Ceausescu’s giant palace building lands 150,000 euro electricity bill (and that’s just for 3 months)

The upkeep of big buildings is expensive, and the giant palace built by former Romanian leader Nicolae Ceausescu is no exception.

Officials have revealed that they received an eye-watering electricity bill of almost 150,000 euros for the building. And that’s just for the cheaper summer months.

Hefty invoice

The hefty invoice covered three months when lawmakers were on recess and came before steep energy price hikes on July 1.

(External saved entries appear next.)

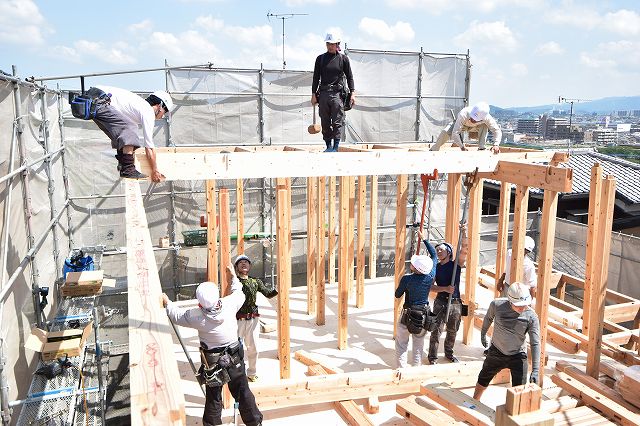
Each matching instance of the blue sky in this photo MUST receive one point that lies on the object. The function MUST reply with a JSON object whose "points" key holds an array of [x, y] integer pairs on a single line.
{"points": [[524, 52]]}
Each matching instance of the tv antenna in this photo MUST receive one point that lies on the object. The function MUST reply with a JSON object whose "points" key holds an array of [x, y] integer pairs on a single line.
{"points": [[284, 16]]}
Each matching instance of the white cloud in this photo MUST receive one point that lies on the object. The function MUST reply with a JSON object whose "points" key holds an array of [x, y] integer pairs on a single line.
{"points": [[494, 36], [22, 23], [400, 32], [549, 48]]}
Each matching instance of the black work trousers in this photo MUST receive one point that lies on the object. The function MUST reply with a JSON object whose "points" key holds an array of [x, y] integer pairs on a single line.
{"points": [[331, 111]]}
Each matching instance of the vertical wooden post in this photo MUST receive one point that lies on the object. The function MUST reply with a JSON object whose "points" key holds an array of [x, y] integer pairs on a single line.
{"points": [[362, 206], [519, 232], [545, 266], [240, 214], [332, 231], [592, 239], [452, 229], [212, 232], [401, 241], [373, 228], [343, 264], [475, 215], [322, 254], [503, 231], [283, 226], [312, 240], [600, 271]]}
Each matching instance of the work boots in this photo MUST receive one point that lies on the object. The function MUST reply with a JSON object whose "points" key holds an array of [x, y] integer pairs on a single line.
{"points": [[128, 169]]}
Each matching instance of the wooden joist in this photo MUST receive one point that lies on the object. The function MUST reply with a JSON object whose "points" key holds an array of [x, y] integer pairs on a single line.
{"points": [[156, 397]]}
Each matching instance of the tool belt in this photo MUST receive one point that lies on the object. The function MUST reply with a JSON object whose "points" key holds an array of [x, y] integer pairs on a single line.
{"points": [[85, 105], [221, 365]]}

The building, colloquially referred to as „the House of the People”, is the second-largest in the world after the Pentagon. It has an outer perimeter of 3 kilometers, 18 floors and hundreds of rooms. It has 2,800 chandeliers to light the cavernous halls and huge rooms, Digi24.ro reported on Sunday.

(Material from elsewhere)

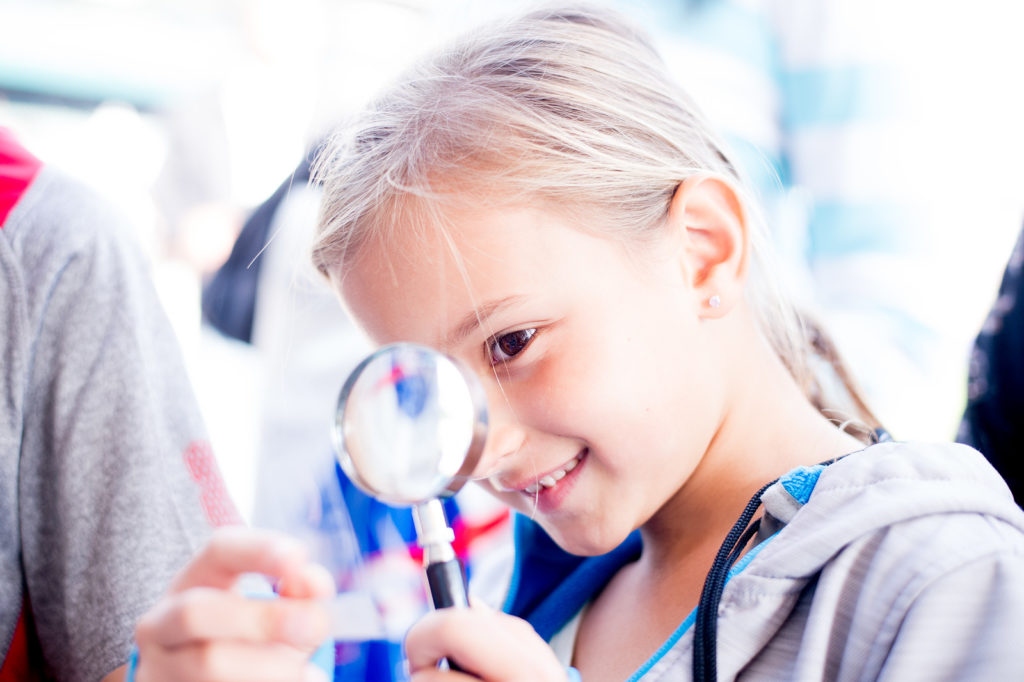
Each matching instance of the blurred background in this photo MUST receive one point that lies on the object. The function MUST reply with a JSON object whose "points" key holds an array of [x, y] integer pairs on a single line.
{"points": [[188, 114]]}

In July, a bill dropped on the mat for 717,000 lei_ about 146,000 euros at today’s exchange rate_ officials said.

Electric system

The lights are permanently kept on for lawmakers and all through the building down to the cellar, are controlled by a complex electric system. And that is clearly costly.

George Dumitrică, general secretary of the Chamber of Deputies, said the system was well thought out.

“If there’s a malfunction, you can control the lights in one particular area,” without affecting the rest of the building.

“The whole system is controlled by a mouse and a keyboard and we can provide electricity even if there’s a power cut.”

Parliament Palace

Parliament Palace as it is now known houses not only the Parliament, but also the Constitutional Court, the Contemporary Art Museum.

It was built by Nicolae Ceausescu after he returned from North Korea in the 1980s. Large swathes of Bucharest were demolished to create space for the building which cost an estimated 4 billion euro to build. Dozens of people died during its construction.

Even though it is a strategic state building, it does not have any price concessions. This year’s bills are 61% higher than last year during the lockdown.

Liberalized energy prices

And the bills are set to rocket further after a new contract was signed with a new provider, which is 58% higher than the previous supplier, officials said.

Romania’s government liberalized energy prices on July 1. Gas prices have risen by an estimated 20% and electricity prices have increased by a whopping 25%.